I felt sorry for the guy and yet I feared I might catch some dreaded disease. Once off the plane, I headed straight for the bar and sat at one of those high top tables. I ordered a beer from the menu that had such small print I ended up with some undrinkable microbrew, which I bypassed for a red beer, a breakfast of sorts.
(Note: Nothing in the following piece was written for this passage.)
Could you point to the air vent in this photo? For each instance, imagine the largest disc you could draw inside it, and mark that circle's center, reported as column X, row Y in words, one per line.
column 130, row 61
The kitchen wasn’t open yet, so I sipped my drink and watched the news. Pretty soon, a solo guy sat at the table next to me. I said something, and he responded. I grabbed my bag and slipped onto the seat at his table. I had to tell someone about the barfing seatmate. He had been on the same plane. He was nice guy on his way to a family vacation at a Montana lake. Turned out, he was an arson investigator. We talked about his job and politics. We discussed Annika Sorenstam, the woman golfer playing in the PGA. We covered football. Then the waitress brought menus, so I got another drink and an order of wings. He bought me a second drink. We talked about Tampa and Denver, politics and war and before I knew it, it was time for my next flight. I pulled out a twenty, and he held up his hand.

“It’s on me.”

“No, come on. You had two beers. I had two drinks and food. Take this.”

“Nope. I’m on vacation. My treat.”

“Well, thanks. That’s awful nice of you.”

“My pleasure. You’re a very interesting woman.”

I smiled and said thanks and walked away with a little more spring in my step.